Experience the sweet blend of Italian tradition and tropical flair with my Pineapple Olive Oil Cake, a recipe inspired by my unforgettable stay at Masseria Potenti in Puglia. During a cooking class with Maria, whose pastries enchant everyone at the farmhouse each morning, I discovered the secret behind the irresistible charm of her baked goods—using the farm's own extra virgin olive oil. This cake is my take on bringing a piece of Puglia into your home, with a twist of my favorite fruit: pineapple.

In the rustic kitchen of Masseria Potenti, surrounded by the lush Puglian landscape, Maria shared with me the techniques of incorporating olive oil into desserts for a moist, rich texture and a deeply satisfying flavor. Inspired by this, I decided to create a cake that not only embodies the essence of Puglia's olive oil but also echoes my love for pineapples, which add a bright, tropical contrast to the fruity depth of the oil. This cake is beautifully simple, made with ingredients that let its fresh, natural flavors shine through.

I'm thrilled at the opportunity to bring this experience to you during our upcoming "Savour the Slow" retreat in September. Guests will have the chance to meet Maria, learn her techniques, and immerse themselves in the authentic lifestyle of Masseria Potenti. Until then, let this Pineapple Olive Oil Cake be a sweet preview of what’s to come.
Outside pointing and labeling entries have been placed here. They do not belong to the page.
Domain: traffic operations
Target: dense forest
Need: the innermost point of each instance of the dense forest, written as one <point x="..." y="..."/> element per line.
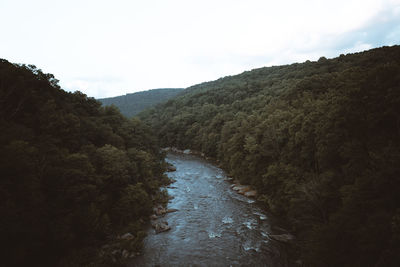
<point x="74" y="175"/>
<point x="320" y="141"/>
<point x="132" y="104"/>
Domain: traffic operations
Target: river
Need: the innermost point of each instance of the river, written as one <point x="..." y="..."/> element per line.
<point x="214" y="225"/>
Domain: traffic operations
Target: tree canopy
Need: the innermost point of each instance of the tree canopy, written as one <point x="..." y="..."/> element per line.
<point x="72" y="172"/>
<point x="319" y="140"/>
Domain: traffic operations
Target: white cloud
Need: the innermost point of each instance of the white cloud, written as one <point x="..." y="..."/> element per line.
<point x="177" y="43"/>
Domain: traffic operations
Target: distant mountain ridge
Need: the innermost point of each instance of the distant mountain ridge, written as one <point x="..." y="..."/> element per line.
<point x="134" y="103"/>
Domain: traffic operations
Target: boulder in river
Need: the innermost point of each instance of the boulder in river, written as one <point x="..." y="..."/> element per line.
<point x="161" y="226"/>
<point x="171" y="210"/>
<point x="127" y="236"/>
<point x="282" y="237"/>
<point x="171" y="168"/>
<point x="244" y="189"/>
<point x="159" y="210"/>
<point x="251" y="193"/>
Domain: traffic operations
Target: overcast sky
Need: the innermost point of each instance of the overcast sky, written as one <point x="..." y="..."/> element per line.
<point x="114" y="47"/>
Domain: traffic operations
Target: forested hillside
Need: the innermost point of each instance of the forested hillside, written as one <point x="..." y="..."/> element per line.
<point x="73" y="174"/>
<point x="132" y="104"/>
<point x="319" y="140"/>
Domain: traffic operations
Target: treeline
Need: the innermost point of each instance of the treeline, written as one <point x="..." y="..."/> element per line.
<point x="132" y="104"/>
<point x="320" y="141"/>
<point x="73" y="173"/>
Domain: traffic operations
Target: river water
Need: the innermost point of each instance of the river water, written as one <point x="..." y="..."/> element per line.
<point x="215" y="226"/>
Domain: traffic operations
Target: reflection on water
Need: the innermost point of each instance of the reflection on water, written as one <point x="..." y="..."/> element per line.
<point x="214" y="225"/>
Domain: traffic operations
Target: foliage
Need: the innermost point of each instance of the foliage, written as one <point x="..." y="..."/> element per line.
<point x="319" y="140"/>
<point x="73" y="173"/>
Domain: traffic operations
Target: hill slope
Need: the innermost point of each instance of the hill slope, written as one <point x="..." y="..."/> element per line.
<point x="73" y="173"/>
<point x="132" y="104"/>
<point x="319" y="140"/>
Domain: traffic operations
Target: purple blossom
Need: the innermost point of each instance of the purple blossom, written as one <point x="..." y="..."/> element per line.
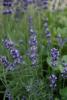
<point x="8" y="43"/>
<point x="4" y="61"/>
<point x="32" y="44"/>
<point x="60" y="40"/>
<point x="8" y="94"/>
<point x="47" y="32"/>
<point x="64" y="73"/>
<point x="7" y="3"/>
<point x="15" y="53"/>
<point x="54" y="56"/>
<point x="53" y="80"/>
<point x="8" y="11"/>
<point x="23" y="98"/>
Whether you’re a seasoned baker or a curious cook, this recipe promises to transport your senses to the sun-drenched fields of Italy, one bite at a time.

 

Pineapple Olive Oil Cake

What you’ll need:

1 pineapple, skin removed, sliced & cored
300g sugar
4 eggs, room temperature
250g flour
2 tsp baking powder
90g butter, room temperature
100ml olive oil
120g natural Greek yoghurt
1 tsp vanilla

What to do:

Preheat oven to 180 degrees Celsius
Lay pineapple rings on a tray and sprinkle with 3-4 tbsp of the sugar over it, set aside.
In a stand up mixer combing: butter & sugar. Cream for 4 minutes till combined & pale.
Add the eggs, olive oil, yoghurt & vanilla into the butter mix. Combine well.
Sift the flour & baking powder, combine with a pinch of salt.
Fold the flour mix into the wet ingredients and combine.
Grease & flour a spring form cake tin
Layer half the pineapple on the bottom, pour the cake batter over the top, and lay the remaining pineapple on top.